2021 CMSC Annual Meeting

Characterizing the Relationship between Neurological/Mental Health and Physical Activity Levels in Persons with Multiple Sclerosis

REH20

Background: Physical activity is one way that persons with multiple sclerosis (MS) (PwMS) can manage disease symptoms and progression. Unfortunately, PwMS do experience symptoms of poorer mental and cognitive health, and tend to be less physically active than the general population. This underscores the need for an increased understanding of the factors associated with exercise in PwMS.
Objectives: To examine the association between mental and cognitive health and physical activity in PwMS.
Methods: The study included 640 PwMS in the iConquerMS cohort who completed the demographic, physical activity, and Neuro-QoL surveys within a 30 day period. The outcome was a sum of answers to the questions “considering a 7-day period (a week), how many times on average do you do the following kinds of activity for more than 15 minutes during your free time?” for strenuous, moderate, and mild physical activity. The outcome was examined as both a count of sessions, via multivariable zero-inflated negative binomial regression, and as a binary outcome of meeting a recommended 4 weekly sessions, via multivariable logistic regression. Patient-reported outcomes (PROs) of depression, cognitive function, positive affect, and leg function were measured via Neuro-QoL. Age, race, sex, MS subtype, season of survey, region, and body mass index (BMI) were covariates.
Results: The study sample was 91% non-Hispanic white, 83% female, 65% relapsing remitting (RR) MS, 16.1% secondary progressive (SP) MS, and 5% clinically/radiologically isolated syndrome (CIS/RIS).
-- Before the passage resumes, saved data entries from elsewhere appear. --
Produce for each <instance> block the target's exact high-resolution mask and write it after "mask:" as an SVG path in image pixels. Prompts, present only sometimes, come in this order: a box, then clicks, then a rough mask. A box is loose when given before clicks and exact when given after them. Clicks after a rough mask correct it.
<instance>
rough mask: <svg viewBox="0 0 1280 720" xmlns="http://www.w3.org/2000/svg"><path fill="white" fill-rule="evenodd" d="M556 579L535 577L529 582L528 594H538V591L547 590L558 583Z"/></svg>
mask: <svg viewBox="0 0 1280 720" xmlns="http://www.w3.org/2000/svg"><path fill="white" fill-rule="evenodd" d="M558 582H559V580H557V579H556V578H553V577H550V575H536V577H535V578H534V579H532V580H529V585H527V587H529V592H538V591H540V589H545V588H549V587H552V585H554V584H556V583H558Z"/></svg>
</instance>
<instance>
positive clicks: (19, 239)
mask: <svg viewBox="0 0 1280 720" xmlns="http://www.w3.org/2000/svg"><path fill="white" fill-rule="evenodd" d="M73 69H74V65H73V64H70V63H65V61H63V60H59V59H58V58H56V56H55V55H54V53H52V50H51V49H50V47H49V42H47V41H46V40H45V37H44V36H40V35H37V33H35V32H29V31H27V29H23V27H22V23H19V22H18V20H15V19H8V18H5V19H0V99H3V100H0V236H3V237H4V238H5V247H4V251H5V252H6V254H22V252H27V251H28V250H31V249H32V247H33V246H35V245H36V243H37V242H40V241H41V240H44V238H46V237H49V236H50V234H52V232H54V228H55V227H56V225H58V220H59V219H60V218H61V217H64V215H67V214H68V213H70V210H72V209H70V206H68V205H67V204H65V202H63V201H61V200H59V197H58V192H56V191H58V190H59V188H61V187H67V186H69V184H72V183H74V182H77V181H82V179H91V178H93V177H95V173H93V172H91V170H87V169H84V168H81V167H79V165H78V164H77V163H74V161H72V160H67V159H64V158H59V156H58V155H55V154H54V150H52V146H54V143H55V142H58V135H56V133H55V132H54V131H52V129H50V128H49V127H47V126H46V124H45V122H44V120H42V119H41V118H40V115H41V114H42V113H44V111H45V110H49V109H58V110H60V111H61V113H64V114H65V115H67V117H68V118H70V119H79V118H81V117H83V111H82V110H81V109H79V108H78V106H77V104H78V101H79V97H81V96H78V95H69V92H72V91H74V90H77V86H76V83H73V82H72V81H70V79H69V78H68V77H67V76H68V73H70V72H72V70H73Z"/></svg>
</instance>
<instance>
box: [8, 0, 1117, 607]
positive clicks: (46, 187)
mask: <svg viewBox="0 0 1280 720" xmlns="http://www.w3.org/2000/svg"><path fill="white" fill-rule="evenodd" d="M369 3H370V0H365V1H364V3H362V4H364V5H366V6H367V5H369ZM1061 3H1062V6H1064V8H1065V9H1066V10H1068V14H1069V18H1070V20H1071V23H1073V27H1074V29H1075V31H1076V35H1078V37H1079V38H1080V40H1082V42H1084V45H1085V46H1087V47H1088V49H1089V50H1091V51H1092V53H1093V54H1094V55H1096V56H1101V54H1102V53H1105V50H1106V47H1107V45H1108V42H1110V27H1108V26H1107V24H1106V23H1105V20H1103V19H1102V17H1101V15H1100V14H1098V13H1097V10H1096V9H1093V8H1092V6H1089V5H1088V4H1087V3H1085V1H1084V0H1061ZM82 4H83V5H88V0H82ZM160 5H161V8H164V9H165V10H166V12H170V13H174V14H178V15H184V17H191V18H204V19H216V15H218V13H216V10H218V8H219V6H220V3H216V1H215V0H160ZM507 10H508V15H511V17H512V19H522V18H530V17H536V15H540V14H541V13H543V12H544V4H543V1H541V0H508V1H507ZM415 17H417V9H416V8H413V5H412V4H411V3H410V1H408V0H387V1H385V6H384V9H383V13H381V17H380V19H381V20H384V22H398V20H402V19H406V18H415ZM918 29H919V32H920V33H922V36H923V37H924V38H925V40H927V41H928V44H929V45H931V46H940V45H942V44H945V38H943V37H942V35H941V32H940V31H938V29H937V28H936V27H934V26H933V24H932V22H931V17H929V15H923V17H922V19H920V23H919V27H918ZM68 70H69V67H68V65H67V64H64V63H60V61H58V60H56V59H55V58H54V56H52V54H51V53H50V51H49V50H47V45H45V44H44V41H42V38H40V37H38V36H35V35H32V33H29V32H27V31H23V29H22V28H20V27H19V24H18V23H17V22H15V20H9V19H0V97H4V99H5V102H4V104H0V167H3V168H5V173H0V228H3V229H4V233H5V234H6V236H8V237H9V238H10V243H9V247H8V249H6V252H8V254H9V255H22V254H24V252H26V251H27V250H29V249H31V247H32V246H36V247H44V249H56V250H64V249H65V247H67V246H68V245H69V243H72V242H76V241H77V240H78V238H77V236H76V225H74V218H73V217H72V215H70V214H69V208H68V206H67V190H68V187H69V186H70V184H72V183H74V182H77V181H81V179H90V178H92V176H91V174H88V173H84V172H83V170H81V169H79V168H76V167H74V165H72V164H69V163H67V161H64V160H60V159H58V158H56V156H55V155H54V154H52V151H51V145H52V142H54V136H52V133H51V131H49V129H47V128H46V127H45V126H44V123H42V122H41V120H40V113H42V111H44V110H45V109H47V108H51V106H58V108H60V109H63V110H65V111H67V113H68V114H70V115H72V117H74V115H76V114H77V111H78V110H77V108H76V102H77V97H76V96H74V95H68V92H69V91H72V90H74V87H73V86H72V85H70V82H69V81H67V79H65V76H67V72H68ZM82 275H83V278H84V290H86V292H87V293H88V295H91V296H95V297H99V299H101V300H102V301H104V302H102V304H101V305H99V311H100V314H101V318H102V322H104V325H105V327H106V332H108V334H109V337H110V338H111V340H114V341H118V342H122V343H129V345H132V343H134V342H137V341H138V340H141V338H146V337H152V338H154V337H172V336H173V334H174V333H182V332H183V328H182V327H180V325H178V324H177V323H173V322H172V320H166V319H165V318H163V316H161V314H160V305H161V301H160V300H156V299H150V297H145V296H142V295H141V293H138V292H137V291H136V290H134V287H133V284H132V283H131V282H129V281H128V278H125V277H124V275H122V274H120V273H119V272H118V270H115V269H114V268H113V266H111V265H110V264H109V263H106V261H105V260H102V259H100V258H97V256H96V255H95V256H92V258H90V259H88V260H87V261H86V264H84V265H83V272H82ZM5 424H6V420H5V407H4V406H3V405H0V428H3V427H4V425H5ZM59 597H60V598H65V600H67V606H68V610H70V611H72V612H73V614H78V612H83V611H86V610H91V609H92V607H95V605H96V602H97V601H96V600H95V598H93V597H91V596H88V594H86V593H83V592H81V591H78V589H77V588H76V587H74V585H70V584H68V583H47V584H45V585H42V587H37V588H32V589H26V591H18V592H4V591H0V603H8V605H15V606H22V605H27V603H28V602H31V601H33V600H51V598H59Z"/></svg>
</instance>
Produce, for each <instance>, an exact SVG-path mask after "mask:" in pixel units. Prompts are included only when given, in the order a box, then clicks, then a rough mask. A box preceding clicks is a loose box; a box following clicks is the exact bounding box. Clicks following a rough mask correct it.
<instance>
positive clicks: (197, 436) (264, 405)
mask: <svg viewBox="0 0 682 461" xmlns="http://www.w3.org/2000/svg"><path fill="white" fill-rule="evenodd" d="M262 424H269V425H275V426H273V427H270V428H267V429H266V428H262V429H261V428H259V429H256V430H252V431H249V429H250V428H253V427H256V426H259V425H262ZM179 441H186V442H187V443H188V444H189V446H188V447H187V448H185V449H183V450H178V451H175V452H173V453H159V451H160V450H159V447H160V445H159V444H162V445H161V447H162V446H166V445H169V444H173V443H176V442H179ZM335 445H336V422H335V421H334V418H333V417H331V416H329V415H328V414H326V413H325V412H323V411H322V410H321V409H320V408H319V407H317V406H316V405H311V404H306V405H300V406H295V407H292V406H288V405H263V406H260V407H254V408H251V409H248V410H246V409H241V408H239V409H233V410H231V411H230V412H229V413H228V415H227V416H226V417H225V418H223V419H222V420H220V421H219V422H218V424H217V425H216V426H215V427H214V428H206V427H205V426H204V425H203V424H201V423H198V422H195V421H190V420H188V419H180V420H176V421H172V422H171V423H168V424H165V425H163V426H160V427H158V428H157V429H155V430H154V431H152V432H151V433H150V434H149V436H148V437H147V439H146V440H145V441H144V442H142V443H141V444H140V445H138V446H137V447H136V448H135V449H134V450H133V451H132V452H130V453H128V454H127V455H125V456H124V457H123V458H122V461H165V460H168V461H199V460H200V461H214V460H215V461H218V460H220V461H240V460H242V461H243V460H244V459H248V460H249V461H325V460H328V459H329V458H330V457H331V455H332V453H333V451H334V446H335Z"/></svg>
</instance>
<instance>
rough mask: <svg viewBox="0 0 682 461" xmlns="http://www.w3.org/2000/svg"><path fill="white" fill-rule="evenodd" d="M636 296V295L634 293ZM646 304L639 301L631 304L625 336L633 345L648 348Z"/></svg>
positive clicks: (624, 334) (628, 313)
The mean age was 52 years.
For both analyses, BMI category and disability were inversely associated with engagement in physical activity, while depression and cognitive function were mixed in significance. Positive affect was dropped due to collinearity. A one-point increase in leg function score, indicating less disability, was associated with 16% lower odds of engaging in exercise (95% CI = 0.80-0.88), but among those who did engage, a one-point increase was associated with 2% more weekly sessions (95% CI = 1.01-1.03). Increased symptoms of depression were correlated with lowered odds of exercise engagement and meeting recommendations, regardless of disability stratum.
Conclusions: These results suggest exercise to be associated with cognitive and mental PROs among PwMS, especially pertaining to disability and depression, implying that these factors should be considered in the design of physical activity interventions among PwMS.